The first concept is a Language. It represents the programming language as a general concept and contains meta-information about it. This includes:

  • The name of the language, e.g. C++
  • The delimiter used to separate namespaces, e.g., ::
  • The LanguageFrontend used to parse it
  • Additional LanguageTrait implementations

Each Node has a language property that specifies its language.

LanguageTrait

A language trait aims to further categorize a programming language based on conceptual paradigms. This can be easily extended by introducing new interfaces based on LanguageTrait. Examples include:

  • Are default arguments supported?
  • Does the language have structs or classes?
  • Are function pointers supported?
  • Are templates or generics used in the language?
  • Do we need some special knowledge to resolve symbols, calls, variables?
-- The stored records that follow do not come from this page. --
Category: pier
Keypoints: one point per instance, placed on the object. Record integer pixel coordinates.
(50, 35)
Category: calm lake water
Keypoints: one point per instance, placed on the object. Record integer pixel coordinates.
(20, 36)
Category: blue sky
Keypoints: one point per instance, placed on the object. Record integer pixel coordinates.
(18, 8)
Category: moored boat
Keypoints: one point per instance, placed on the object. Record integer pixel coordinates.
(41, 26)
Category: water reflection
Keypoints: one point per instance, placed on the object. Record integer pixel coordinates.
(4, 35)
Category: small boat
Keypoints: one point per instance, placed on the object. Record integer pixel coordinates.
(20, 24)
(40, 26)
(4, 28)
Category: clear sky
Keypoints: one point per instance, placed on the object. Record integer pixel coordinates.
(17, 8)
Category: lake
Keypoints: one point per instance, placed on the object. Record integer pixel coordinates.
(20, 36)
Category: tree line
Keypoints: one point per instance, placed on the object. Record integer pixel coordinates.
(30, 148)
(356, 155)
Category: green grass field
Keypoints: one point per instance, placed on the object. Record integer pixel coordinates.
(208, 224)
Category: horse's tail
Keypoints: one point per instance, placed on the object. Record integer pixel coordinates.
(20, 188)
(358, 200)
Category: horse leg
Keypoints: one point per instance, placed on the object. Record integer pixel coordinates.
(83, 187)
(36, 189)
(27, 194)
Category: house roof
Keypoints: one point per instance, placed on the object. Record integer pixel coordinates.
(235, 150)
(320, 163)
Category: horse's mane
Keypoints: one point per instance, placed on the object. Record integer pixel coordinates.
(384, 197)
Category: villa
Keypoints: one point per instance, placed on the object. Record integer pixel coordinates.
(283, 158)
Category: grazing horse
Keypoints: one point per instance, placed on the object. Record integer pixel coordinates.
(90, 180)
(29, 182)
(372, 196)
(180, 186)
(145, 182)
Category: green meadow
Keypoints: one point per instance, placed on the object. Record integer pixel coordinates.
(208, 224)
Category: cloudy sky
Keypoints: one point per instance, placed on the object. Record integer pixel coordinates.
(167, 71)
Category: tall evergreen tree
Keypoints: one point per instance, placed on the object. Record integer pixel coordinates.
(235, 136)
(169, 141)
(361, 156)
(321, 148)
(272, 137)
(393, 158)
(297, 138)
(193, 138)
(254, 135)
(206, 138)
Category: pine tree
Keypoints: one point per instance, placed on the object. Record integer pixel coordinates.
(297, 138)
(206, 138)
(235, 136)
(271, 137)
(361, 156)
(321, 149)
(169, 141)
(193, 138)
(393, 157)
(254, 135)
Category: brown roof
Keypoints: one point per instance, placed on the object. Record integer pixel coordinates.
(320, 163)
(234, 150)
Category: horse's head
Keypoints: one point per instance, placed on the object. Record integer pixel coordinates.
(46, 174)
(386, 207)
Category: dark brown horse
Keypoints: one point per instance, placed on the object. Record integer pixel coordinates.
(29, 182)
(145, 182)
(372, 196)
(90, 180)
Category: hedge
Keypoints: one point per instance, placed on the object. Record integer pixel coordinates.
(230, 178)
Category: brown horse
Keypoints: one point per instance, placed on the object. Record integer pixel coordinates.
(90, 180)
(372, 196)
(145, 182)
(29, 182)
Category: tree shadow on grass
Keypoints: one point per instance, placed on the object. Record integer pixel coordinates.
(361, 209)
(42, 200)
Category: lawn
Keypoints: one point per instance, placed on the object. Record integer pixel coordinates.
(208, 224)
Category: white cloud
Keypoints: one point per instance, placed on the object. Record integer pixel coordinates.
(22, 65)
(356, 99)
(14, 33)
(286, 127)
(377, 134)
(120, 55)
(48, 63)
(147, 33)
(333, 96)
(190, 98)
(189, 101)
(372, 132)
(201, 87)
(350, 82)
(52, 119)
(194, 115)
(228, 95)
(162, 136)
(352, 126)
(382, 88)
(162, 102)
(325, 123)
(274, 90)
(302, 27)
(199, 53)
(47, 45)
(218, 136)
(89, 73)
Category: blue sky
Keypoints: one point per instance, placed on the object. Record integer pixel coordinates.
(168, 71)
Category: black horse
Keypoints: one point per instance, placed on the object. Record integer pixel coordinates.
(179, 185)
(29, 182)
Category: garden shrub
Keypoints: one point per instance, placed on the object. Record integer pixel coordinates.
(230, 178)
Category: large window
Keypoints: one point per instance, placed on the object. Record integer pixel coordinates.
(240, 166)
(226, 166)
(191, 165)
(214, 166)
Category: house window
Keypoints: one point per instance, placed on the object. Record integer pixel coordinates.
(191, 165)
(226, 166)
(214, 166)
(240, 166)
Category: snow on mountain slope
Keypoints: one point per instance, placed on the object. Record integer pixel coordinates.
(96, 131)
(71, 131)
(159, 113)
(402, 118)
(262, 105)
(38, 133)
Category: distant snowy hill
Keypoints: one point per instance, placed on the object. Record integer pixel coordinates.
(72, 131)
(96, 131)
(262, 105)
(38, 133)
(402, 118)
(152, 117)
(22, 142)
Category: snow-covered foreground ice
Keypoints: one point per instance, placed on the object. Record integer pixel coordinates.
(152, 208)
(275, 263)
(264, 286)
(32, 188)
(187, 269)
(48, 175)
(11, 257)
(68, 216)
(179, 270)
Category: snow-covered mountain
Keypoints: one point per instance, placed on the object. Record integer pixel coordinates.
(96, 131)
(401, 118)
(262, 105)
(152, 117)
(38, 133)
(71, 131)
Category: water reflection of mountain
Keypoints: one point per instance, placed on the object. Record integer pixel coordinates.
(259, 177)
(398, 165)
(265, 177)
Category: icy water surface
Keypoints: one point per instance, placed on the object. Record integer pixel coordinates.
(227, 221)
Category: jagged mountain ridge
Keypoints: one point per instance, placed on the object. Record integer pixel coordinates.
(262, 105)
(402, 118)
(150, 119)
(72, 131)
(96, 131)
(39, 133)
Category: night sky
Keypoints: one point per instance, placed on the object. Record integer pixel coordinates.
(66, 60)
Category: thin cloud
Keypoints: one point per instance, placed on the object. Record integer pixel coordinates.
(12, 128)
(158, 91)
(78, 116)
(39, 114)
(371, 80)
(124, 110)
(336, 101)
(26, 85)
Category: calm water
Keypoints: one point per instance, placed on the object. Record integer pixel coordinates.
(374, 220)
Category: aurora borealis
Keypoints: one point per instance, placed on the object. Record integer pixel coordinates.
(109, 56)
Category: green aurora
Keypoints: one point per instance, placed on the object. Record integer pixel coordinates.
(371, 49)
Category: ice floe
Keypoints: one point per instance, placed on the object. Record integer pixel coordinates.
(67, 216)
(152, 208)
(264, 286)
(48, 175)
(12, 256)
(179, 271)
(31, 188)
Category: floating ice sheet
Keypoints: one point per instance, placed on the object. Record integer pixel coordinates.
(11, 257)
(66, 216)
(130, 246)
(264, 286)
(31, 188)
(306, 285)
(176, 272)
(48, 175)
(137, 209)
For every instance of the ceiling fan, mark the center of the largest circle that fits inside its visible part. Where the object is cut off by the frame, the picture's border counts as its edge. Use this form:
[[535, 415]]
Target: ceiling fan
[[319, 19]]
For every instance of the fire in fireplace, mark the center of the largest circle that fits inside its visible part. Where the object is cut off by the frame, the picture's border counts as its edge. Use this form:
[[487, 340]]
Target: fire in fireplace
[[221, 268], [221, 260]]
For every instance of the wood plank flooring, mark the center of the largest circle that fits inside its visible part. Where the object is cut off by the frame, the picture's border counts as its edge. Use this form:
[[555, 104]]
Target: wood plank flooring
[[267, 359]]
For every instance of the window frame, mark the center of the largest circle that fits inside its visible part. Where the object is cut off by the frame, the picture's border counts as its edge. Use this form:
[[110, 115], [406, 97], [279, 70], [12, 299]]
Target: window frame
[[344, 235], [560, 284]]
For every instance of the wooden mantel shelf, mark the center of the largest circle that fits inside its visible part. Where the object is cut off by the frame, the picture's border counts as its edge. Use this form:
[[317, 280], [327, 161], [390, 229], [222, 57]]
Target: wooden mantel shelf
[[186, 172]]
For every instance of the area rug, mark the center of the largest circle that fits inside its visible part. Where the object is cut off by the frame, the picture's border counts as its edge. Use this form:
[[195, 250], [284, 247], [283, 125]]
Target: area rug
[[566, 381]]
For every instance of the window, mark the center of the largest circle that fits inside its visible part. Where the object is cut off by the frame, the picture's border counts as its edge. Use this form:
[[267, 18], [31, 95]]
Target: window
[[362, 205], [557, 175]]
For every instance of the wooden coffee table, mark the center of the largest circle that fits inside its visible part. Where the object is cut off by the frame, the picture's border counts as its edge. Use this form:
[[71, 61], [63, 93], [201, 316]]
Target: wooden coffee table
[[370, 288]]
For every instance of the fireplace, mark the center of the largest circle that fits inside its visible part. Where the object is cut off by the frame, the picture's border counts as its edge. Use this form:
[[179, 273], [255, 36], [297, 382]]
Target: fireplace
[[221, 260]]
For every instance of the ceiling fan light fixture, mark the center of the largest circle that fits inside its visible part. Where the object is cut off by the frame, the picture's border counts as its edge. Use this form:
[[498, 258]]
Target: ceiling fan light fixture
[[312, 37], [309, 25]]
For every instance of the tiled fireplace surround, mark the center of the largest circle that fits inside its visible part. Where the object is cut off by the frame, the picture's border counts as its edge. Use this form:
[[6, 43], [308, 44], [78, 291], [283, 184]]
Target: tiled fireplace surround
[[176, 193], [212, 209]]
These traits are used during the pass execution phase to fine-tune things like call resolution or type hierarchies.

LanguageFrontend

In contrast to the Language concept, which represents the generic concept of a programming language, a LanguageFrontend is a specific module in the CPG library that does the actual translating of a programming language's source code into our CPG representation.

At minimum a language frontend needs to parse the languages' code and translate it to specific CPG nodes. It will probably use some library to retrieve the abstract syntax tree (AST). The frontend will set the nodes' AST edges and establish proper scopes via the scope manager. Everything else, such as call or symbol resolving is optional and will be done by later passes. However, if a language frontend is confident in setting edges, such as REFERS_TO, it is allowed to and this is respected by later passes. However, one must be extremely careful in doing so.

The frontend has a limited life-cycle and only exists during the translation phase. Later, during the execution of passes, the language frontend will not exist anymore. Language-specific customization of passes are done using LanguageTraits.

To create nodes, a language frontend MUST use the node builder functions in the ExpressionBuilder, DeclarationBuilder or StatementBuilder. These are Kotlin extension functions that automatically inject the context, such as language, scope or code location of a language frontend or its handler into the created nodes.

Supporting a new language

To support a new language, all you have to do is to

  • Provide a new Language. Here, you have to think about the features of the programming language and which LanguageTraits the respective language has to implement. With this, you provide the respective fine-tuning to make the Passes work properly.
  • Implement a new LanguageFrontend which is executed if a file matches the new Language. The requirements of the frontends are described above.

To make use of the respective frontend by the CPG, you have to configure the translation accordingly. This is done by the TranslationConfiguration where you register your new language by calling one of the registerLanguage() methods. As an example

val config: TranslationConfiguration = TranslationConfiguration
    .builder()
    // More configuration
    .registerLanguage(MyNewLanguage()) // Option 1
    .registerLanguage<MyOtherNewLanguage>() // Option 2
    .registerLanguage("MyThirdNewLanguage") // Option 3
    .build()